La riqueza en México sigue concentrada en los mismos de siempre. La promesa de transformación no los tocó. Ya lo había advertido hace más de un año, y hoy, los hechos lo confirman: nada ha cambiado. Slim, Larrea, Salinas Pliego, Baillères… los nombres no se mueven. Sus fortunas, en cambio, han crecido como nunca durante los dos últimos gobiernos, ambos autodenominados del “bienestar”. Mientras el discurso de Morena apunta contra los ricos, sus políticas públicas han terminado por protegerlos.
Los imperios de estos magnates se construyeron con concesiones del Estado: minería, telecomunicaciones, televisión abierta, transporte ferroviario, bancos, energía. Les dieron todo: el subsuelo, el espectro radioeléctrico, las vías, los fierros… y hasta el viento. Lo hicieron entonces, y lo siguen haciendo ahora. La Cuarta Transformación ha mantenido —y en algunos casos reforzado— las condiciones para que los más poderosos sigan acumulando riqueza sin límite. En México, el dinero no solo compra influencia: también compra discursos.
Aquí, la corrupción no se combate, se premia. La cleptocracia moderna ha normalizado que los grandes señores del dinero no solo influyan: gobiernen desde la sombra. Administran capitales, pero también conciencias. Controlan medios, pautas, mensajes y narrativas. Y saben que, mientras el modelo económico siga intacto, ningún gobierno —por más vociferante— tocará sus intereses de fondo.
Lo verdaderamente escandaloso no es que haya empresarios ricos. Lo escandaloso es que convivamos con más de 50 millones de pobres y un puñado de familias con fortunas obscenas. A millones se les vendió la promesa de que “primero los pobres”. Pero la realidad es otra: primero fueron, son y seguirán siendo los mismos ricos de siempre. Los pobres no han disminuido: se han administrado. Se les mantiene con programas y transferencias que aseguran fidelidad electoral, pero no se rompe el ciclo de la miseria.
En un país serio, la riqueza implicaría responsabilidad fiscal. Aquí, en cambio, los más poderosos litigan cada peso que el SAT intenta cobrarles. Y si eso no basta, desatan campañas, interponen amparos, compran legisladores o presionan desde sus trincheras mediáticas. La ley no es un límite: es un menú.
Nuestro capitalismo es extractivo, depredador, abarrotero. No premia la innovación ni el riesgo, sino la cercanía con el poder. Se les llama empresarios, pero son administradores del privilegio: herederos de un modelo que les garantiza ganancias sin competencia y blindaje sin escrutinio.
“Por el bien de todos, primero los pobres” fue una gran frase. Tan buena que sobrevivirá a quienes no supieron —o no quisieron— hacerla realidad. Hoy, la pobreza no es menor que hace treinta años. Y los ricos no solo son los mismos: son más ricos, más cínicos y más seguros de su impunidad.

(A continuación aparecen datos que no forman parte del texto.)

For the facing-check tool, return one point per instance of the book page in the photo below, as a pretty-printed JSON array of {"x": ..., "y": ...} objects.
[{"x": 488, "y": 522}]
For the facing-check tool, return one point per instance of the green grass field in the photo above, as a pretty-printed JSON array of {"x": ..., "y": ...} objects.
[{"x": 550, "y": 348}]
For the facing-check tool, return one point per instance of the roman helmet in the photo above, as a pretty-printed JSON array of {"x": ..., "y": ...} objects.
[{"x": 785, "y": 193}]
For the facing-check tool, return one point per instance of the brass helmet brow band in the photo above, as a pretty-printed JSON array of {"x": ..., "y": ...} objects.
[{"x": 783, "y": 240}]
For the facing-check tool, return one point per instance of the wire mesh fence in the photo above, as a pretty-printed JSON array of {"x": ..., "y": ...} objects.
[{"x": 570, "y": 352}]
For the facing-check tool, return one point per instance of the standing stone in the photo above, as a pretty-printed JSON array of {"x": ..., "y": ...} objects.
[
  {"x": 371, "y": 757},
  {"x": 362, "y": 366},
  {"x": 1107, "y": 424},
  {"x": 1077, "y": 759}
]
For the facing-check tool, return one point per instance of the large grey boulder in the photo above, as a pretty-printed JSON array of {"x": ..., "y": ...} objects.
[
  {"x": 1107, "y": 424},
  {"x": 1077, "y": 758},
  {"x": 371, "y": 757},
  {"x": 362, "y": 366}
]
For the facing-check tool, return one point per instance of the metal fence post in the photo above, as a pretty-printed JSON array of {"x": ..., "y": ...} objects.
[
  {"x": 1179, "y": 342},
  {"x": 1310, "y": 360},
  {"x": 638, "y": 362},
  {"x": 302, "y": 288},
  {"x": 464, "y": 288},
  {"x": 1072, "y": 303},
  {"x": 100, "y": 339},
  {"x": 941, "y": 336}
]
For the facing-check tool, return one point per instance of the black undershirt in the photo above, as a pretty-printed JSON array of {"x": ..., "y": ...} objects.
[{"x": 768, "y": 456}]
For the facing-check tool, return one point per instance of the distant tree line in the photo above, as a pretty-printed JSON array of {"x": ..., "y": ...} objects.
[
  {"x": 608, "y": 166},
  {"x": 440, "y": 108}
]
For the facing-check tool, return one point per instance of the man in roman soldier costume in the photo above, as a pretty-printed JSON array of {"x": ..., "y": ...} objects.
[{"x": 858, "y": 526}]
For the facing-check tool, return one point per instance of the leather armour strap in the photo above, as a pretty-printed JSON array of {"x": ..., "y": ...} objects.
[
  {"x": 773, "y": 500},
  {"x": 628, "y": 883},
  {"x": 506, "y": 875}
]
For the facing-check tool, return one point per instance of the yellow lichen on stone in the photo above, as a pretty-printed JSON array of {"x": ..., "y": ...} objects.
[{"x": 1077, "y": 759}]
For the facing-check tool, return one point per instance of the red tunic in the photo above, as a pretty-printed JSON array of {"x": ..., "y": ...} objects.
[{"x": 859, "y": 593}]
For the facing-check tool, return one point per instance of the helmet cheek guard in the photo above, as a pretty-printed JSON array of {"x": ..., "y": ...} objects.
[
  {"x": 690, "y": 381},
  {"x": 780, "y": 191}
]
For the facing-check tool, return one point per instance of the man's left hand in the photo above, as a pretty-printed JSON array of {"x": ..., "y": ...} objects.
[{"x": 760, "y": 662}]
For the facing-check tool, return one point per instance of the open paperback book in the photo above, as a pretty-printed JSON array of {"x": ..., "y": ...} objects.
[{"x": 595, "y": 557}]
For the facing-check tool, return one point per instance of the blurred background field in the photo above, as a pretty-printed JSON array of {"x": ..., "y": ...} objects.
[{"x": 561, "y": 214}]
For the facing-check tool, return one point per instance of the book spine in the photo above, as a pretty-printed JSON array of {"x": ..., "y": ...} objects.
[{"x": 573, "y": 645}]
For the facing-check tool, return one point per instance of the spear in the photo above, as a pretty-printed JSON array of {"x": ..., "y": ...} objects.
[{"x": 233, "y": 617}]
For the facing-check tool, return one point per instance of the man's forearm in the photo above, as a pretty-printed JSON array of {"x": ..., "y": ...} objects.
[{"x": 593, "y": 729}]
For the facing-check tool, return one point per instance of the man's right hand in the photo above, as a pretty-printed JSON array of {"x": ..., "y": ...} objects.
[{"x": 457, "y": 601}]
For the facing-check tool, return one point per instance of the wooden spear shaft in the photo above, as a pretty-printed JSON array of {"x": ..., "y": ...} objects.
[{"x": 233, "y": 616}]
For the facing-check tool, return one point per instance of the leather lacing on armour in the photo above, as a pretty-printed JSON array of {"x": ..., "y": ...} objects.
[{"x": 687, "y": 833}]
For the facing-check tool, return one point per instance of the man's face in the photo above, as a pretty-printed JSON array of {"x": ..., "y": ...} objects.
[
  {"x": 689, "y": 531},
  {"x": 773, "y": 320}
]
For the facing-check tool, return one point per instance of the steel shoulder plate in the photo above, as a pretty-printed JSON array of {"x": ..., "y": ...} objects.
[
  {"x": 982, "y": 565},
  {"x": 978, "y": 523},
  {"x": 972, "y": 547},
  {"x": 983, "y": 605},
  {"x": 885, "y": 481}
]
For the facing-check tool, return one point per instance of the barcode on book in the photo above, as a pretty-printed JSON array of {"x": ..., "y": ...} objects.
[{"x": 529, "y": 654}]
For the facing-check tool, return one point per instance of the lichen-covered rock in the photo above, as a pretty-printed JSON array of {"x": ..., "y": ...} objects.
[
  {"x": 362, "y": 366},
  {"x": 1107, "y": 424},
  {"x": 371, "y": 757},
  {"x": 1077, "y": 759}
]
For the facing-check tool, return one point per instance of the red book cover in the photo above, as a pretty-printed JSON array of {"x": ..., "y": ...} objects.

Seguimos atrapados en una espiral: pobreza estructural, desigualdad rampante, discursos redentores y oligarcas sonrientes en la primera fila de las cenas oficiales. No hay transformación verdadera sin justicia fiscal, sin competencia real, sin límites al capital que destruye más de lo que construye.
Los aplausos no deben ser para quienes acumulan, sino para quienes producen, enseñan, alivian, siembran, cosechan, resisten. Pero aquí, como decía mi querido Juan, el dinero compró el honor, el poder y la palabra. Y con eso, les basta para todo lo demás.